Strictly XOR-based enciphering Trojans may be subject to having free decryptors provided by the researchers in the anti-malware sector, allowing even victims with no other options to recover without a ransom. Despite the relative viability of such recovery strategies, malware experts encourage backing up any content that you can't afford to lose, which makes recovering from a 'Help50@yandex.ru' Ransomware a guaranteed and easy procedure. While the Windows Shadow Copies are sometimes available for restoring any encoded content, some Trojans can delete them automatically, which makes them less dependable than other forms of backups.

Threat actors may use spam e-mails to install the Trojans of the 'Help50@yandex.ru' Ransomware's classification.
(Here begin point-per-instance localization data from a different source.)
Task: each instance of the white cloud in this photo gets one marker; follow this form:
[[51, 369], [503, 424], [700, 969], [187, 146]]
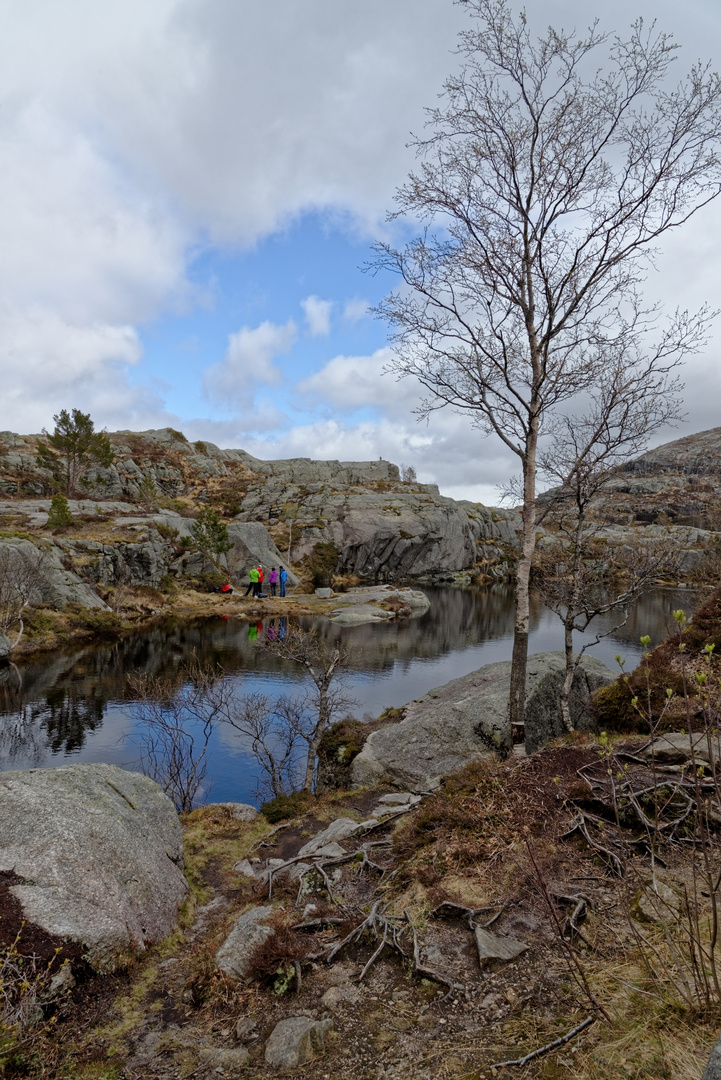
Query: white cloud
[[248, 362], [355, 310], [317, 315], [352, 382]]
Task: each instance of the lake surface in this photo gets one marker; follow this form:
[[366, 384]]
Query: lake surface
[[75, 704]]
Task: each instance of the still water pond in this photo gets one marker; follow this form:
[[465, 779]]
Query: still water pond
[[75, 704]]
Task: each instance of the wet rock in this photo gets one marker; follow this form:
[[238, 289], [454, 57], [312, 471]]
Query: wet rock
[[98, 853], [241, 811], [494, 947], [296, 1040], [545, 675], [467, 718], [338, 829], [233, 957]]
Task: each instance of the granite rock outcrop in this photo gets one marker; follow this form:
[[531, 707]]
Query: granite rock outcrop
[[94, 854], [467, 718]]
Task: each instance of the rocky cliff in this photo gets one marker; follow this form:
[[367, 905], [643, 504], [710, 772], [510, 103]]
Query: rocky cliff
[[354, 517]]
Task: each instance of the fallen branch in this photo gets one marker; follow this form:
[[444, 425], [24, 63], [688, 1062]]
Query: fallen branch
[[551, 1045], [423, 970]]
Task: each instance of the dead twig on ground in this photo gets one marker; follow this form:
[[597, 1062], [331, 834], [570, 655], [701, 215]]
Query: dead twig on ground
[[423, 970], [520, 1062]]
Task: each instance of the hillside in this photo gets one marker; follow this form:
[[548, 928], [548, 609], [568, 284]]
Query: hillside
[[378, 526]]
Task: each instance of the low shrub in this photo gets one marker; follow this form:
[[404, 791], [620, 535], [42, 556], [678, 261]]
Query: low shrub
[[103, 623], [284, 807]]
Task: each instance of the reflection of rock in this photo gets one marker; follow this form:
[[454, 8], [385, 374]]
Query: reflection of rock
[[97, 854], [468, 717], [378, 604]]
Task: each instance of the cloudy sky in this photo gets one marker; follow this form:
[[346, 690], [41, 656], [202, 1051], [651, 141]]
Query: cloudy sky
[[190, 190]]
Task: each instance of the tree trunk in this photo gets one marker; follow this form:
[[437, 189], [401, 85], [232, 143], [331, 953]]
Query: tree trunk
[[568, 678], [314, 741], [519, 660]]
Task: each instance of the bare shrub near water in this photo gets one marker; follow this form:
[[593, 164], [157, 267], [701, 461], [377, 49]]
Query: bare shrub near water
[[22, 570], [661, 813], [177, 718]]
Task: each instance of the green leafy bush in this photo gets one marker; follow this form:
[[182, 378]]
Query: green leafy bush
[[284, 806], [58, 515]]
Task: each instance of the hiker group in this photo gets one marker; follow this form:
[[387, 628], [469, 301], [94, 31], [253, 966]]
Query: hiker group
[[276, 579]]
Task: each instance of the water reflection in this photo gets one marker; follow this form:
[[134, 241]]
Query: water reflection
[[75, 704]]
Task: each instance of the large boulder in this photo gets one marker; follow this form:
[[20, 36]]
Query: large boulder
[[94, 855], [52, 583], [253, 544], [234, 956], [389, 531], [468, 717], [295, 1041]]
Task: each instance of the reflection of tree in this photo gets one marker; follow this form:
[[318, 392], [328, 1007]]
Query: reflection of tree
[[67, 719], [64, 694]]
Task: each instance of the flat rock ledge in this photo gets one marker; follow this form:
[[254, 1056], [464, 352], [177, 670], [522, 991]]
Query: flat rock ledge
[[94, 854], [467, 718], [296, 1041]]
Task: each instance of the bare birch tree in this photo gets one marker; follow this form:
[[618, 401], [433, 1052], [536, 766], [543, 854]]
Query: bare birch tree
[[322, 661], [552, 170]]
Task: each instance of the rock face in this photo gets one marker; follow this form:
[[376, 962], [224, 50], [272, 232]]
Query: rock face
[[468, 717], [296, 1040], [252, 545], [398, 531], [544, 679], [96, 853], [381, 528]]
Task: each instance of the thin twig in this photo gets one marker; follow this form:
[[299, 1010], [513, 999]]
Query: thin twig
[[552, 1045]]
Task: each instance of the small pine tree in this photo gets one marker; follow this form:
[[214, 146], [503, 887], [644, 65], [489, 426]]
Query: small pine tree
[[73, 446], [148, 495], [58, 515], [211, 535]]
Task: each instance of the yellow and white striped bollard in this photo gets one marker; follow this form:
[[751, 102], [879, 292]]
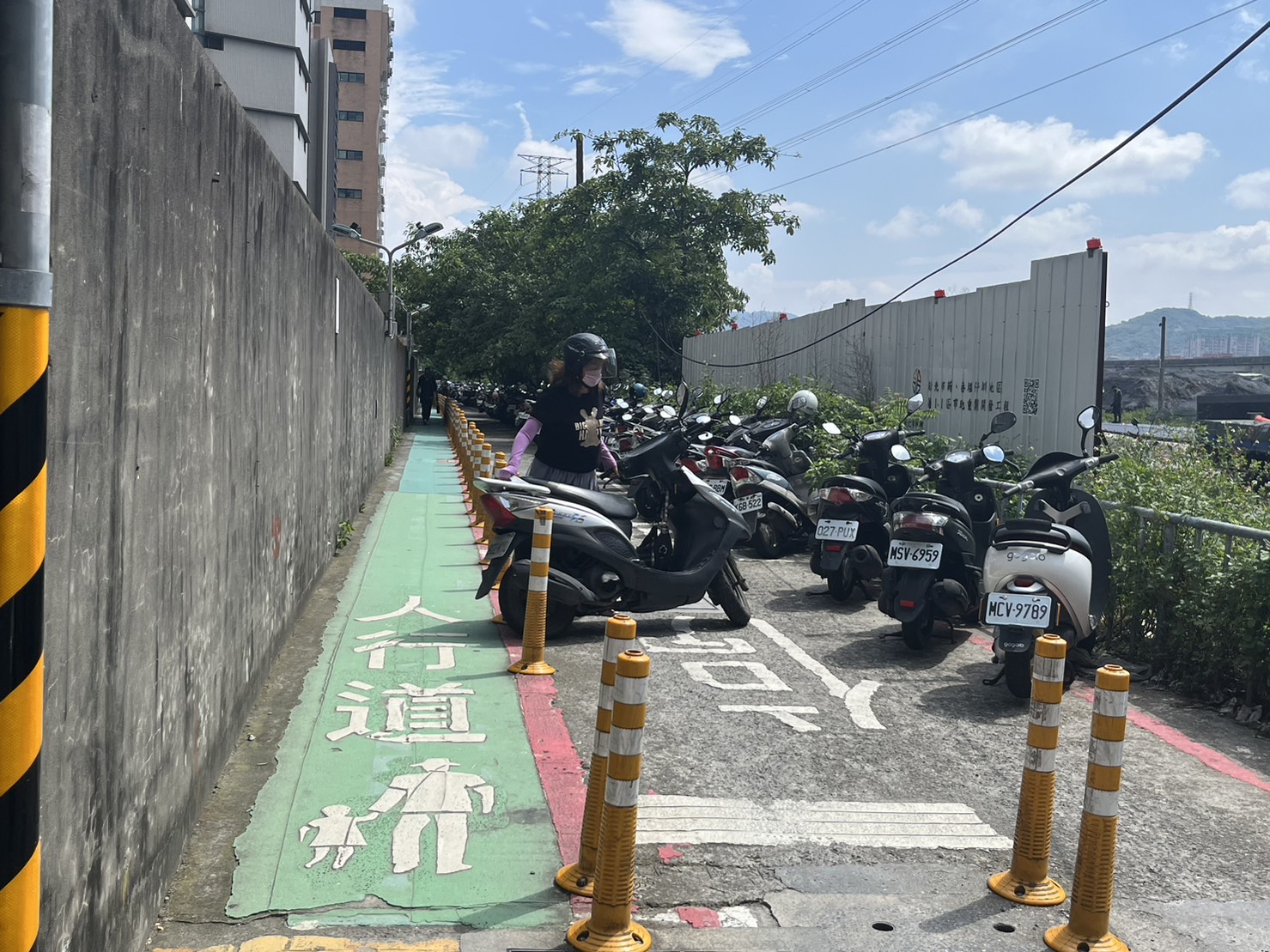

Other infection methods used to a lesser extent include website EKs (Exploit Kits), brute-force password attacks and even freeware bundles. Maintaining safe Web-surfing habits and having anti-malware programs to detect and remove the 'Help50@yandex.ru' Ransomware, and threats like it can rule out most of these vulnerabilities.

The 'Help50@yandex.ru' Ransomware isn't high on the bustling list of file-encrypting Trojans to be reported but is no more or less harmful than threats like the Jigsaw Ransomware or the CryptoLocker. If anything, the eagerness of threat actors to continue designing new threats of the same type is a clear sign of how well harmful encryption works as a way of commanding misappropriated profits.